The CDK unit tests serve two purposes: to ensure that the Rego policies as written functioned correctly with CDK-generated CloudFormation output, and to serve as example code snippets for the customer’s developers who are looking for documentation on how to create compliant resources. The lower-level Rego unit tests provide another layer of specificity, allowing OPA developers to exhaustively test unlikely but important combinations of CloudFormation syntax that a developer might accidentally create or a malicious user might craft in order to get around the automated security review.
AWS Services Used
- AWS Infrastructure Scripting – CloudFormation, AWS CDK
- AWS Storage Services – S3
- AWS Database Services – RDS, DynamoDB
- AWS Compute Services – EC2, ECS, Lambda
- AWS Management and Governance Services – CloudWatch Logs, Synthetics
- AWS Security, Identity, Compliance Services – IAM, Key Management Service, Certificate Manager, Secrets Manager
- AWS Developer Tools – CodePipeline, CodeBuild
- AWS Networking – Elastic Load Balancing
Third-party applications or solutions used
- Open Policy Agent (OPA)
- GitHub & GitHub Actions
- 73 Different Security Controls Implemented
- 28 CloudFormation Resource Types Supported
- 15 Different AWS Services Supported
- Approximately 600 automated test cases executed on every pull request in less than 5 minutes
- Fully automated security review executable in less than 2 seconds on a 3000-line CloudFormation ECS Fargate infrastructure stack
Codifying cloud security and compliance policies in code provides major new capabilities to customers: it can decouple their development cycles from security review cycles, it allows them to version control and easily audit their security and compliance rules, and it speeds up the security review process exponentially. Besides these capabilities, other doors begin opening that were previously completely closed to organizations wishing to improve their cloud adoption speed. For instance, the automated security policy suite that VR developed runs just as well locally on developer laptops as it does in CI/CD pipelines. Our customer has begun exploiting this strength by creating a Visual Studio Code plugin that automatically highlights lines of CDK code with security review failures in the IDE before the developer ever pushes their code. This is as far left as one can possibly go with preventative security measures, in the parlance of “shifting left.”
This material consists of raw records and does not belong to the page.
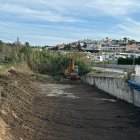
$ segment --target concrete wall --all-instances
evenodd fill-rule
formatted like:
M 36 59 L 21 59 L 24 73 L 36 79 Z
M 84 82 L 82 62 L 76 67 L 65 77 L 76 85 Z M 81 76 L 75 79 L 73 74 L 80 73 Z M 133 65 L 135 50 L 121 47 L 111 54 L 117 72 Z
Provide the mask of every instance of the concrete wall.
M 82 80 L 91 86 L 94 85 L 98 89 L 140 107 L 140 92 L 131 89 L 124 79 L 86 75 L 82 77 Z

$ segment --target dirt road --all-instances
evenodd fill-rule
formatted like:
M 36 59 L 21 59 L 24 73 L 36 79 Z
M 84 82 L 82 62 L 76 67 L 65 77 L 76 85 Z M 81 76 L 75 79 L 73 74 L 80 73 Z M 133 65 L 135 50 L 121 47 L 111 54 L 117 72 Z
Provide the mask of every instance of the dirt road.
M 59 83 L 59 84 L 58 84 Z M 0 140 L 139 140 L 140 109 L 82 82 L 1 77 Z
M 140 109 L 83 83 L 42 84 L 34 140 L 138 140 Z

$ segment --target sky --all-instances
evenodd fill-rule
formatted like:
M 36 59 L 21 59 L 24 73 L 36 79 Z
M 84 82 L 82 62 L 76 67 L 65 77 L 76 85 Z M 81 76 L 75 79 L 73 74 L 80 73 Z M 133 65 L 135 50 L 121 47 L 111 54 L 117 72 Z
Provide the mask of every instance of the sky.
M 140 0 L 0 0 L 0 40 L 56 45 L 86 38 L 140 41 Z

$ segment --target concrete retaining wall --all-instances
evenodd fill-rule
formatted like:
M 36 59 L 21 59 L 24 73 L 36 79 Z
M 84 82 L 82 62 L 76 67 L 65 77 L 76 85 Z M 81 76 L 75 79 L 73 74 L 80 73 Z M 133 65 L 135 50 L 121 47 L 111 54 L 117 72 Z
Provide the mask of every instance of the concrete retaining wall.
M 94 85 L 98 89 L 140 107 L 140 92 L 131 89 L 124 79 L 86 75 L 82 77 L 82 80 L 91 86 Z

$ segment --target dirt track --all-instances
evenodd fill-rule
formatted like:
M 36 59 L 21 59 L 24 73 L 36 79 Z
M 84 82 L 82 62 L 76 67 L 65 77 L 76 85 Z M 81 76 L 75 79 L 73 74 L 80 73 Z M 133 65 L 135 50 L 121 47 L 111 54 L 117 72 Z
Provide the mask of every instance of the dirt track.
M 0 115 L 6 123 L 4 125 L 8 126 L 5 130 L 1 121 L 3 136 L 0 135 L 0 140 L 140 138 L 140 109 L 131 104 L 118 101 L 81 82 L 33 83 L 35 89 L 28 81 L 22 81 L 21 86 L 23 83 L 30 89 L 25 92 L 28 94 L 18 91 L 20 96 L 15 97 L 14 93 L 7 98 L 19 102 L 5 101 L 2 105 Z M 34 93 L 29 94 L 29 91 Z M 12 113 L 9 109 L 13 110 Z

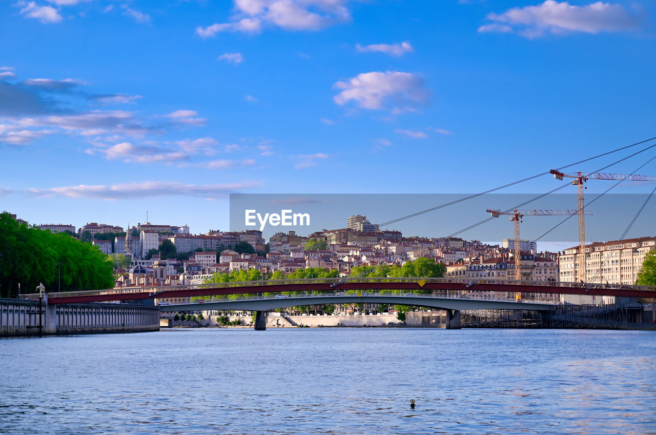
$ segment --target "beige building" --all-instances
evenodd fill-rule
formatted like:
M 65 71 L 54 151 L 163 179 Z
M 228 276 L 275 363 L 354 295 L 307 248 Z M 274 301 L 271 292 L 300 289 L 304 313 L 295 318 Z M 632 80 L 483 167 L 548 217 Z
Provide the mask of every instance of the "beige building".
M 585 247 L 585 282 L 633 285 L 638 279 L 645 254 L 656 250 L 656 237 L 638 237 Z M 579 281 L 579 246 L 565 250 L 558 256 L 560 281 Z

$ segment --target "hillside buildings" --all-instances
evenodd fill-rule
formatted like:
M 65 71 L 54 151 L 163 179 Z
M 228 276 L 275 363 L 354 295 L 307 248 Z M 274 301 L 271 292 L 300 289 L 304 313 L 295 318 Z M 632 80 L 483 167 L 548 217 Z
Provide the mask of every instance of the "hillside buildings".
M 645 254 L 656 250 L 656 237 L 639 237 L 585 246 L 585 282 L 632 285 L 638 279 Z M 579 281 L 579 246 L 565 250 L 560 256 L 562 281 Z

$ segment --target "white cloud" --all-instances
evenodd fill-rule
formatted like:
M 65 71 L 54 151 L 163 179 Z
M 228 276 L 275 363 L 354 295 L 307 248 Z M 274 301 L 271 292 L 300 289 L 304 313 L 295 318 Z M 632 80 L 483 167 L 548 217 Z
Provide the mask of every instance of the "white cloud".
M 300 161 L 294 166 L 294 169 L 304 169 L 318 166 L 319 164 L 316 160 L 329 158 L 331 155 L 323 152 L 317 152 L 313 154 L 301 154 L 296 157 Z
M 388 101 L 406 106 L 425 103 L 430 95 L 420 78 L 398 71 L 362 73 L 348 81 L 338 81 L 333 87 L 343 89 L 333 99 L 338 104 L 352 100 L 367 109 L 384 108 Z
M 46 91 L 67 91 L 78 85 L 86 85 L 87 82 L 76 79 L 64 79 L 63 80 L 28 79 L 21 81 L 20 84 Z
M 240 53 L 224 53 L 218 57 L 218 60 L 225 60 L 229 64 L 240 64 L 244 61 L 244 57 Z
M 214 154 L 213 147 L 218 145 L 218 142 L 212 137 L 206 137 L 193 140 L 188 139 L 178 141 L 175 145 L 189 154 L 197 154 L 199 152 L 203 151 L 205 154 L 211 155 Z
M 273 154 L 274 147 L 271 145 L 258 145 L 257 149 L 261 151 L 260 156 L 270 156 Z
M 91 0 L 48 0 L 48 1 L 51 3 L 54 3 L 57 6 L 70 6 L 71 5 L 77 5 L 77 3 L 91 1 Z
M 228 23 L 198 27 L 202 37 L 220 32 L 259 33 L 264 26 L 288 30 L 318 30 L 350 18 L 351 0 L 234 0 L 235 13 Z
M 139 12 L 138 11 L 135 11 L 132 9 L 127 5 L 123 5 L 121 7 L 125 10 L 123 12 L 125 15 L 128 16 L 131 16 L 134 18 L 134 21 L 138 23 L 147 23 L 150 22 L 150 16 L 148 14 L 144 14 L 143 12 Z
M 166 115 L 174 122 L 188 124 L 190 126 L 203 126 L 207 121 L 205 118 L 194 118 L 198 114 L 195 110 L 176 110 Z
M 176 110 L 169 113 L 167 116 L 173 118 L 188 118 L 189 116 L 195 116 L 197 114 L 198 112 L 195 110 Z
M 118 93 L 108 95 L 94 95 L 92 98 L 103 104 L 116 104 L 134 103 L 135 101 L 142 98 L 142 97 L 141 95 L 129 95 L 128 94 Z
M 37 6 L 36 3 L 33 1 L 19 1 L 15 6 L 22 8 L 20 13 L 23 16 L 36 18 L 44 24 L 60 22 L 62 20 L 59 11 L 52 6 Z
M 28 192 L 37 196 L 58 196 L 108 200 L 153 196 L 199 196 L 207 198 L 224 197 L 244 189 L 256 187 L 261 183 L 244 181 L 228 184 L 193 185 L 176 182 L 142 181 L 111 186 L 103 185 L 66 186 L 51 189 L 29 189 Z
M 400 135 L 409 136 L 413 139 L 427 139 L 428 137 L 428 135 L 426 134 L 423 131 L 413 131 L 412 130 L 401 130 L 401 129 L 396 129 L 394 130 L 394 131 L 398 133 Z
M 0 126 L 1 127 L 1 126 Z M 1 133 L 1 130 L 0 130 Z M 14 130 L 0 135 L 0 142 L 12 145 L 24 145 L 37 137 L 56 133 L 55 130 Z
M 362 46 L 359 44 L 356 45 L 356 49 L 360 53 L 384 53 L 395 57 L 400 57 L 407 53 L 414 51 L 415 49 L 407 41 L 401 43 L 396 44 L 371 44 L 371 45 Z
M 107 149 L 97 150 L 104 153 L 108 160 L 121 159 L 128 163 L 178 162 L 189 158 L 189 156 L 184 152 L 166 152 L 158 147 L 133 145 L 129 142 L 117 143 Z
M 482 26 L 478 32 L 516 32 L 526 37 L 537 37 L 573 32 L 632 32 L 640 28 L 645 17 L 641 9 L 631 12 L 621 5 L 610 3 L 573 6 L 567 1 L 546 0 L 537 6 L 491 13 L 487 18 L 493 22 Z

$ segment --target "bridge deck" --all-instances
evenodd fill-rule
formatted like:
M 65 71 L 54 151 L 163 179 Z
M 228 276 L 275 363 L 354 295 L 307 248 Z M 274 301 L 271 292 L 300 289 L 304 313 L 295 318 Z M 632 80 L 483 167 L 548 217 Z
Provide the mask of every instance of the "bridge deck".
M 268 280 L 244 283 L 222 283 L 190 286 L 131 287 L 85 292 L 50 293 L 49 304 L 130 300 L 159 298 L 202 296 L 216 294 L 248 294 L 298 291 L 429 290 L 453 292 L 497 291 L 522 293 L 550 293 L 656 297 L 656 287 L 584 285 L 577 283 L 485 280 L 468 287 L 469 280 L 447 278 L 341 278 Z M 22 295 L 33 298 L 38 294 Z

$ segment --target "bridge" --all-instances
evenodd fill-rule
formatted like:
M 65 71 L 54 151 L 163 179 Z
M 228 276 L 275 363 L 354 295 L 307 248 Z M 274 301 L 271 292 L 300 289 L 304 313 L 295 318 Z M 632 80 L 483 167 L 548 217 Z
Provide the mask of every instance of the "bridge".
M 213 300 L 203 305 L 185 304 L 163 306 L 162 311 L 199 309 L 247 309 L 262 317 L 256 321 L 261 329 L 263 312 L 289 306 L 335 303 L 392 304 L 445 309 L 457 327 L 461 309 L 517 309 L 544 311 L 551 306 L 481 299 L 482 292 L 531 294 L 567 294 L 589 296 L 613 296 L 632 298 L 656 297 L 656 287 L 603 284 L 579 284 L 551 281 L 525 281 L 485 279 L 470 284 L 469 279 L 453 278 L 318 278 L 208 283 L 188 286 L 129 287 L 83 292 L 49 293 L 49 304 L 134 301 L 186 297 L 218 296 L 225 300 Z M 336 291 L 338 292 L 335 293 Z M 351 294 L 348 294 L 350 292 Z M 298 294 L 301 292 L 305 295 Z M 360 295 L 355 294 L 359 292 Z M 276 294 L 296 293 L 287 298 Z M 366 294 L 364 294 L 365 293 Z M 430 293 L 431 294 L 426 294 Z M 255 295 L 255 297 L 247 295 Z M 267 297 L 267 295 L 271 297 Z M 406 296 L 409 295 L 409 296 Z M 38 294 L 23 295 L 29 298 Z M 287 296 L 287 295 L 285 295 Z M 443 297 L 446 296 L 446 297 Z M 237 299 L 238 298 L 238 299 Z M 449 314 L 450 313 L 450 314 Z
M 245 310 L 255 311 L 255 330 L 266 329 L 264 311 L 277 308 L 321 305 L 326 304 L 386 304 L 409 305 L 444 309 L 447 312 L 447 329 L 459 329 L 460 313 L 463 309 L 522 309 L 548 311 L 554 306 L 547 304 L 511 302 L 503 300 L 476 300 L 463 298 L 440 298 L 430 294 L 415 293 L 373 293 L 360 292 L 347 294 L 346 292 L 319 293 L 306 296 L 287 296 L 277 295 L 258 297 L 243 297 L 226 300 L 213 300 L 203 304 L 179 304 L 159 307 L 162 312 L 203 310 Z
So far, the development methodology has focused on targeting known-good sample customer applications one at a time with the early-stage goal of supporting a handful of commonly appearing customer application patterns. As AWS service and resources coverage improves, the team will begin tackling less frequently used AWS services and resources, eventually covering as much of the AWS surface as possible. In a perfect world scenario, the automated security review will verify full compliance with NIST SP 800-series bulletins and any additional customer security/compliance requirements across all enterprise-approved AWS services and resources, allowing the customer’s developers to make full use of the AWS cloud to the maximum organization-approved extent, moving away from the CCOE model of distributing prescriptive infrastructure solutions and shifting closer to one where an organization’s developers can do whatever they want in the cloud, using whichever tools they like, in a safe environment.